Los monumentos megalíticos requerían enormes concentraciones de mano de obra y denotan la existencia de una organización social desarrollada. En Stonehenge hay varios bloques que pesan unas cincuenta toneladas cada uno y que tuvieron que ser transportados casi treinta kilómetros hasta el lugar donde se erigieron. También existen alrededor de ochenta bloques de piedra de unas cinco toneladas traídos de las montañas de Gales, a unos 240 kilómetros de distancia. Las personas que construyeron Stonehenge sin la ayuda de vehículos de ruedas, como las que construyeron las tumbas cuidadosamente alineadas de Irlanda, los alineamientos de piedras verticales de Bretaña o los dólmenes de Dinamarca, eran capaces, por tanto, de trabajar a una escala que se aproximaba a la del antiguo Egipto, aunque sin la elegancia de este y sin contar con ningún medio para dejar constancia de sus propósitos e intenciones salvo estas mismas grandes construcciones. Esta habilidad, unida al hecho de que los monumentos se distribuyen formando una larga cadena situada a corta distancia del mar, ha sugerido una posible explicación en las enseñanzas de los canteros procedentes del este, quizá de Creta, Micenas o las islas Cícladas, donde se conocía la técnica para tallar y manejar tales masas. Pero los recientes avances en la datación han eliminado una vez más una hipótesis verosímil: probablemente, Stonehenge se terminó de construir antes de la época micénica; las tumbas megalíticas de España y Bretaña son anteriores a las pirámides, y los misteriosos templos de Malta, con sus enormes bloques de piedra labrada, estaban allí antes del 3000 a.C. Del mismo modo, los monumentos no tienen por qué formar parte de un único proceso de distribución, ni siquiera en el noroeste. Podrían haber sido levantados de forma más o menos aislada y ser obra de cuatro o cinco culturas compuestas por sociedades relativamente pequeñas y sencillas que mantenían contacto entre sí, y los motivos y ocasiones de su construcción podrían haber sido muy diferentes. Al igual que su agricultura y su metalurgia, la ingeniería y la arquitectura de la Europa prehistórica surgen de forma independiente respecto del mundo exterior.

Pese a sus considerables logros, los europeos de la Antigüedad parecen extrañamente pasivos y poco resistentes cuando, finalmente, se constata su contacto regular con la civilización avanzada. Sus dudas e incertidumbres recuerdan en cierto modo las de otros pueblos primitivos que entran en contacto con sociedades avanzadas en fechas posteriores; los africanos del siglo XVIII, por ejemplo. Pero, en cualquier caso, el contacto regular no comenzó hasta poco antes de la era cristiana.
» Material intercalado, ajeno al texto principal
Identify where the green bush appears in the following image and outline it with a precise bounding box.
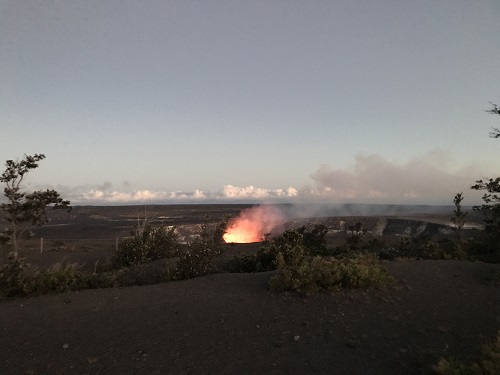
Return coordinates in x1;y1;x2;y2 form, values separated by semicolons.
377;247;400;260
466;231;500;263
174;239;217;280
434;332;500;375
24;263;116;295
330;243;351;256
299;224;329;255
376;235;468;261
366;238;386;252
219;255;262;273
339;254;393;288
255;225;330;271
220;225;331;274
1;257;117;300
26;262;83;294
114;223;180;267
0;254;29;298
269;249;339;295
269;253;394;296
174;220;226;280
77;271;116;290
Antes de esa fecha, parece que los pueblos europeos agotaron sus energías en la lucha cuerpo a cuerpo con un entorno que, pese a que era fácil de trabajar para satisfacer unas necesidades modestas, exigía la llegada del hierro para hacerlo plenamente explotable. Aunque mucho más avanzados que sus contemporáneos en América o en el África al sur del valle del Nilo, nunca llegaron a la etapa de urbanización. Sus mayores logros culturales fueron decorativos y mecánicos. Lo mejor fue su metalurgia, con la que los europeos de la Antigüedad atendieron a las necesidades de otras civilizaciones. Aparte de eso, solo proporcionarían las estirpes que recibirían más tarde la impronta de la civilización.

Solo un grupo de bárbaros occidentales realizó una contribución más positiva al futuro. Al sur de la línea del olivar, un pueblo de la Edad del Hierro de la Italia central ya había entablado, en el siglo VIII a.C., contactos comerciales con los griegos que vivían más al sur en Italia y con Fenicia. Es la cultura de Villanova, así llamada por uno de los lugares donde se desarrolló. En los siguientes doscientos años, este pueblo adoptó los caracteres griegos para escribir su lengua. Para entonces estaba organizado en ciudades-estado, y producía un arte de gran calidad. Eran los etruscos, una de cuyas ciudades-estado sería conocida un día como Roma.